Generating Configurations

Instead of writing PostgreSQL schemas, Elasticsearch mappings, and Arranger configs by hand, the Stage portal includes a Config Generator that produces all configuration files from your CSV data in one step.

Navigate to Config Generator in the Stage portal navigation bar (visible once Stage is running).

Config Generator page in the Stage portal navigation

Step 1: Provide CSV Data

Upload a .csv file using the Upload .csv file button, or paste CSV content directly into the text area. Once loaded, a preview of the first five rows is shown so you can confirm the correct file was used.
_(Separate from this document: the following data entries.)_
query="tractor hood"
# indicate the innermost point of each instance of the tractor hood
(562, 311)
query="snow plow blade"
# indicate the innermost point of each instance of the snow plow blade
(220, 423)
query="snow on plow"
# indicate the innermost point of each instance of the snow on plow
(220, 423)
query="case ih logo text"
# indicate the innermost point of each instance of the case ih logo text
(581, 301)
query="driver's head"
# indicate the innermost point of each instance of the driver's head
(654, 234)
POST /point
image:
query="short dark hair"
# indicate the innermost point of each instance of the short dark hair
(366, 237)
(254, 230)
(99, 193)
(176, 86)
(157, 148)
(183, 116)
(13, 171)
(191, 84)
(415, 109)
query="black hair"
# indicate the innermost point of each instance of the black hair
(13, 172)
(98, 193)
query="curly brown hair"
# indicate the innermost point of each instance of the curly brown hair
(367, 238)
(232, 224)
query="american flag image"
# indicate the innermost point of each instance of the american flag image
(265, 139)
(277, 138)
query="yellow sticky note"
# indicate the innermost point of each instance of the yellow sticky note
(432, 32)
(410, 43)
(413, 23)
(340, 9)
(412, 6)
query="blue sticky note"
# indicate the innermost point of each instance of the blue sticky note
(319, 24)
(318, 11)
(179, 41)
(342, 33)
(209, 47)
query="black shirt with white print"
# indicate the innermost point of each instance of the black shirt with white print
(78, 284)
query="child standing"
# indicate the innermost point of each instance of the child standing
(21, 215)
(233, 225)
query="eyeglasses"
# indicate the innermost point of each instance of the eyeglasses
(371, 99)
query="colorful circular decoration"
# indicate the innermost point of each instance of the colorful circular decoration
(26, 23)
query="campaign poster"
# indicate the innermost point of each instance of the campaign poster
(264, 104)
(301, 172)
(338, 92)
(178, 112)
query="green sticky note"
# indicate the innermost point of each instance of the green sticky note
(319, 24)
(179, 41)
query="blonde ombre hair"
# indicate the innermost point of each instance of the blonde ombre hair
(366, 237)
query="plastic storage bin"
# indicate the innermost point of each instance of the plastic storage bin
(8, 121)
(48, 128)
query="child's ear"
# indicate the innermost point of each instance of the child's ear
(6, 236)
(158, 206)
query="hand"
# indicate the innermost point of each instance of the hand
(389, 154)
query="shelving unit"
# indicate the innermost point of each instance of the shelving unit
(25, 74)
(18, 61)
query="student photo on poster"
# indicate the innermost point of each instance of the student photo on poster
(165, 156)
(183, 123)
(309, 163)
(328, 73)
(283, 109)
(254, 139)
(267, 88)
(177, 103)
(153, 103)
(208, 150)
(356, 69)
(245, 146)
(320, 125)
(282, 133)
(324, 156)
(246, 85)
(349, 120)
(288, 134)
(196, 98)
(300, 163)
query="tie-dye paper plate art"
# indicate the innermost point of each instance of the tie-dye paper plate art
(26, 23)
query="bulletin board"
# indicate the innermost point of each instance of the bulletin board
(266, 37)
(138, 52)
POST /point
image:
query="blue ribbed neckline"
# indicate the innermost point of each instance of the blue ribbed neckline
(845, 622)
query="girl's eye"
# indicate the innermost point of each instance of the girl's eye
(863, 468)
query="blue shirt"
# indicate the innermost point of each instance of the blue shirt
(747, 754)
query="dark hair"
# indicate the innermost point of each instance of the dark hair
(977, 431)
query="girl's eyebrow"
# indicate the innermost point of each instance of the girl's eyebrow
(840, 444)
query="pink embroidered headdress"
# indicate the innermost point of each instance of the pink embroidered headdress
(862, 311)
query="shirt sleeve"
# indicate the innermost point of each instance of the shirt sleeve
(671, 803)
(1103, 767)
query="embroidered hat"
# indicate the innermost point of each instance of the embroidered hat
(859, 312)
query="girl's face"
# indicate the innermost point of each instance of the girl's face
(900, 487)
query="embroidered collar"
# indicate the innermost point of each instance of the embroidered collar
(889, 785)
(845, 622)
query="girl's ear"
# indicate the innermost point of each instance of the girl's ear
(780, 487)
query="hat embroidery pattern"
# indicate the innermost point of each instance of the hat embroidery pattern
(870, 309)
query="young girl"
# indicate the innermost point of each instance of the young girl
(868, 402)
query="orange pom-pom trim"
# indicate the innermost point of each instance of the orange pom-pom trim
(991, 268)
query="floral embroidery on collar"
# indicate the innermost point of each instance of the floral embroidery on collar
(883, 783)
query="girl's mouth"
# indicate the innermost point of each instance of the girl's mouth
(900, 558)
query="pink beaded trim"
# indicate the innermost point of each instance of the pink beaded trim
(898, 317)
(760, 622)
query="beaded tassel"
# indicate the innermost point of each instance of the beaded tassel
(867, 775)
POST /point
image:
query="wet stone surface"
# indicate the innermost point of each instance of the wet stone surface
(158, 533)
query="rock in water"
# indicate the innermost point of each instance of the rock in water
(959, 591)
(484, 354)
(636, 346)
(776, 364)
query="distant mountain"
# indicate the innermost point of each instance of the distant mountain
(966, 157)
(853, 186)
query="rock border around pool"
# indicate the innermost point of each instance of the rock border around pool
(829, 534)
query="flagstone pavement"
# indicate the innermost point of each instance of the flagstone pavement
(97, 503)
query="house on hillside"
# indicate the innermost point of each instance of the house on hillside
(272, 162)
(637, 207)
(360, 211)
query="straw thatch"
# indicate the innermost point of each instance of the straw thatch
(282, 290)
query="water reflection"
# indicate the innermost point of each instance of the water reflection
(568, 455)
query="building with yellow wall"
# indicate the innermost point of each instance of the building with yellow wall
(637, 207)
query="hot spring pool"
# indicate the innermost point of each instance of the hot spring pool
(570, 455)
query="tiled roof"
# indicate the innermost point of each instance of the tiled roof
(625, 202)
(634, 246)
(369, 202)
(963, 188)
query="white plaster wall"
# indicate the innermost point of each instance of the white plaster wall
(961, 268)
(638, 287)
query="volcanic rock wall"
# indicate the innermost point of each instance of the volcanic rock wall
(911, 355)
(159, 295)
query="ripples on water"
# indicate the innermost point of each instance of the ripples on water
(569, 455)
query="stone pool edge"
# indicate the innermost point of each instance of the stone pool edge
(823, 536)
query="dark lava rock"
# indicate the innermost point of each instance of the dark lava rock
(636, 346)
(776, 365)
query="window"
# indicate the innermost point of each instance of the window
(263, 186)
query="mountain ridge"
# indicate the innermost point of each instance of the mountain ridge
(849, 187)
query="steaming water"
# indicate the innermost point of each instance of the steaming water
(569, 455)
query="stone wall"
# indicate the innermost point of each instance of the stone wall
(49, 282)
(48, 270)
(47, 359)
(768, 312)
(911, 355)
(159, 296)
CSV upload area and preview table

Step 2: Configure Options

Field	Description
Index name	The name of the Elasticsearch index. Auto-populated from the CSV filename; edit if needed (e.g. `datatable1`).
Table name	The name of the PostgreSQL table. Defaults to the same value as the index name.

Step 3: Generate and Copy

Click Generate Configs. Once complete, the output panel shows a tabbed view with seven files:

Tab	File	Where to save
`postgres-table.sql`	`CREATE TABLE` statement	`setup/configs/postgresConfigs/`
`elasticsearch-mapping.json`	Index template and field mappings	`setup/configs/elasticsearchConfigs/`
`arranger/base.json`	Arranger index and document type	`setup/configs/arrangerConfigs/<indexName>/`
`arranger/extended.json`	Human-readable field display names	`setup/configs/arrangerConfigs/<indexName>/`
`arranger/table.json`	Data table column configuration	`setup/configs/arrangerConfigs/<indexName>/`
`arranger/facets.json`	Sidebar filter configuration	`setup/configs/arrangerConfigs/<indexName>/`
`lectern/dictionary.json`	Lectern data dictionary	`setup/configs/lecternDictionary/`

Use the Copy button on each tab to copy the content, then paste it into the corresponding file in your project.

Generated output panel with tabs and Copy button

Reviewing the Output

The generated configs are a starting point; review each file before saving and adjust as needed:

postgres-table.sql

The generator infers SQL column types from your data (e.g. VARCHAR for text, SMALLINT or INTEGER for numbers) and adds a submission_metadata JSONB column for tracking. You may want to:

Increase VARCHAR lengths for columns with longer values
Change SMALLINT to INTEGER for larger numeric ranges
Add constraints if needed (e.g. NOT NULL)

Click here to see a breakdown of the generated SQL

-- PostgreSQL table creation script
-- Generated from CSV analysis
-- Table: datatable1
-- Columns: 24 (23 data + 1 submission_metadata)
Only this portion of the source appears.